Alors que le bio connaît une forte croissance en Europe, l’équipe du magazine #Investigation de la chaîne belge RTBF est allée enquêter à Almeria, en plein désert espagnol. Tomates, courgettes, poivrons, concombres, aubergines, melons et pastèques y sont cultivés à longueur d’année. Avec 3 466 000 tonnes de cultures produites sous 45 000 hectares de serres, la ville est considérée comme le panier de l’Europe.
Si Almeria est connue comme la ville qui fournit les fruits et légumes consommés dans toute l’Europe, on entend également parler d’elle pour ses problèmes sociaux récurrents. En effet, les manifestations ne sont pas rares pour dénoncer les conditions de travail dans les serres. Et si les entreprises bio prônent des pratiques vertueuses dans leurs publicités, dans les faits c’est loin d’être le cas. « Les scandales humanitaires concernent aussi la production bio. Parfois, c’est même pire », déclare José Garcia, responsable d’un syndicat local défendant le droit des travailleurs. « Il est inacceptable de produire ces fruits et ces légumes en exploitant des êtres humains. Des grandes enseignes européennes de la distribution nient l’évidence. Ils ne veulent pas regarder les problèmes en face et continuent de vendre ces légumes ».
Une employée roumaine de l’entreprise de légumes Bio Campojoyma dénonce le traitement réservé aux travailleurs étrangers : « En janvier dernier, j’ai presté 313 heures de travail. C’est 121 heures de plus que ce qui est prévu dans mon contrat », indique-t-elle. « On travaille sans pause et nous n’avons pas droit aux congés payés ». Une de ses collègues renchérit : « j’ai déjà travaillé 21 heures sur une seule journée. Quand on ne va pas assez vite, les employeurs menacent de nous licencier ».

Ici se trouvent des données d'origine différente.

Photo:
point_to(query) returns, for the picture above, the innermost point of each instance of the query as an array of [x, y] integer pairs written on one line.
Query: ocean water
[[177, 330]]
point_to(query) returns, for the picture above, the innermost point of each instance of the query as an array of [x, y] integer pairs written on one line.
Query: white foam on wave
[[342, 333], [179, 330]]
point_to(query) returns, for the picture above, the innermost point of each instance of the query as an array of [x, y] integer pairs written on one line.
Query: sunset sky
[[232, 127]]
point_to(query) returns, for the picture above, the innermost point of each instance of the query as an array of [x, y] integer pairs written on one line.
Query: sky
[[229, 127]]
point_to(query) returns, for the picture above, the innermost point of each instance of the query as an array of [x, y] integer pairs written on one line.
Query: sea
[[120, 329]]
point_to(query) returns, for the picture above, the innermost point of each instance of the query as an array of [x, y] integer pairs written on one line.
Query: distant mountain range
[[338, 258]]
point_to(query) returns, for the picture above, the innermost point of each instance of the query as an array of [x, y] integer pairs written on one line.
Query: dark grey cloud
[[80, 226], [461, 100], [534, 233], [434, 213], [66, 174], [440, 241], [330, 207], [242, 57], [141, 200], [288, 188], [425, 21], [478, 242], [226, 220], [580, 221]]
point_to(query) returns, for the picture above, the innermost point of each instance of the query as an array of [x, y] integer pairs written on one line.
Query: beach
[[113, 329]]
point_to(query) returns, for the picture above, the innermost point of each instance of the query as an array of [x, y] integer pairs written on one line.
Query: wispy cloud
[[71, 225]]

Les producteurs cherchent souvent à faire de l’ombre sur ces affaires, en bousculant et prenant à parti les journalistes venant enquêter. #Investigation a réussi à montrer les conditions de travail des employés à l’aide d’une caméra cachée, portée par une travailleuse marocaine immigrée. Sur les images, on voit cette femme isolée remplir des caisses de tomates. Lorsque la cadence est jugée insuffisante, un contremaitre lui ordonne d’aller plus vite : « si j’estime que tu dois en ramasser plus, tu le fais. Ramasse plus de tomates ».

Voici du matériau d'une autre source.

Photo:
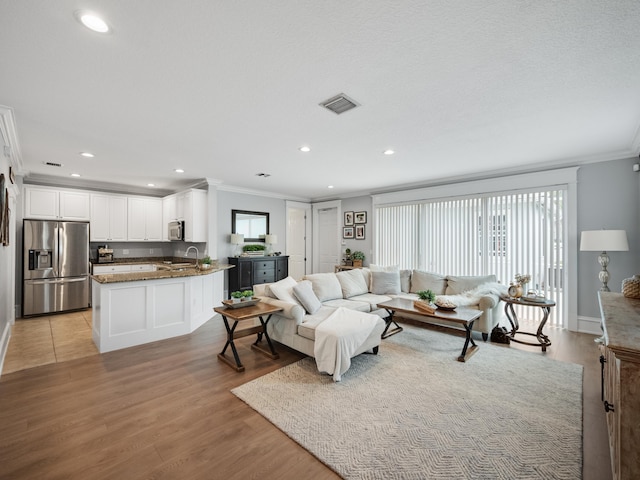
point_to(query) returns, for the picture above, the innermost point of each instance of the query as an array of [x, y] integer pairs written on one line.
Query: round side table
[[544, 304]]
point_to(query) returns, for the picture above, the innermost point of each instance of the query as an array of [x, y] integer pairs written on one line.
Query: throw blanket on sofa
[[472, 297], [338, 338]]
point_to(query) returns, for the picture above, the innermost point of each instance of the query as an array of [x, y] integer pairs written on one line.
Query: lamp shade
[[237, 239], [271, 239], [604, 241]]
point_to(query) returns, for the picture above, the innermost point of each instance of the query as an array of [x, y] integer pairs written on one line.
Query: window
[[501, 234]]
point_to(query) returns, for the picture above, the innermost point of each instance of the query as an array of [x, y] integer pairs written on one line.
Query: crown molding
[[10, 135]]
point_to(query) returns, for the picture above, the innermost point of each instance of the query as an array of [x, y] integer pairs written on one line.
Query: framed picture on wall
[[348, 218]]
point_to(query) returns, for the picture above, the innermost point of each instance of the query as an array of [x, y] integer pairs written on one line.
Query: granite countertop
[[190, 271]]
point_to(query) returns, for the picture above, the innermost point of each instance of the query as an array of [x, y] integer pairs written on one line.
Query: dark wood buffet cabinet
[[620, 361], [250, 271]]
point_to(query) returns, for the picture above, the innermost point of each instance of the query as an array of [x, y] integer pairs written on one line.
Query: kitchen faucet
[[197, 254]]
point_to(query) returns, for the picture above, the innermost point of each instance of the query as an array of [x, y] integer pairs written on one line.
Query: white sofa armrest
[[289, 310], [488, 301]]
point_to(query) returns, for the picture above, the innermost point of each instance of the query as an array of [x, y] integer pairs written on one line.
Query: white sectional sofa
[[361, 290]]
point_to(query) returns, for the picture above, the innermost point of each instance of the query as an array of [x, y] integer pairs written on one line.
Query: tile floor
[[49, 339]]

La source de ce type de problèmes viendrait du fait que le règlement européen relatif à la production biologique fournit des principes qui ne sont pas officialisés. « Pour ceux qui ont pensé le cahier des charges, à l’époque, ces idées vertueuses tombaient sous le sens. On a oublié de rendre obligatoire certains de ces principes », souligne Marc Fichers, secrétaire général de Nature et Progrès. De plus, certains Etats membres ont fait pression pour limiter certaines contraintes. « Il y a une différence énorme entre ceux qui pratiquent une agriculture réfléchie, qui prennent en compte les vraies valeurs du bio, et ceux qui s’en tiennent simplement au cahier des charges. Aujourd’hui, on assiste au développement d’un bio à deux vitesses », précise Benoit Biteau, député européen pour le Groupe des Verts/ALE.
Les images récupérées par #Investigation ont été présentées à trois enseignes : Carrefour, Aldi et Delhaize, qui travaillaient avec trois sociétés d’Almeria ne respectant pas les droits des travailleurs (Bio Sabor, Bio Campojyoma et Haciendas Bio). Les trois distributeurs ont décidé de prendre des mesures face à ce qu’ils ont vu : Carrefour et Delhaize vont exiger des audits et des contrôles inopinés, tandis qu’Aldi a « décidé d’arrêter immédiatement toute collaboration avec le producteur espagnol Biosabor », a indiqué J. Sevestre, porte-parole d’Aldi.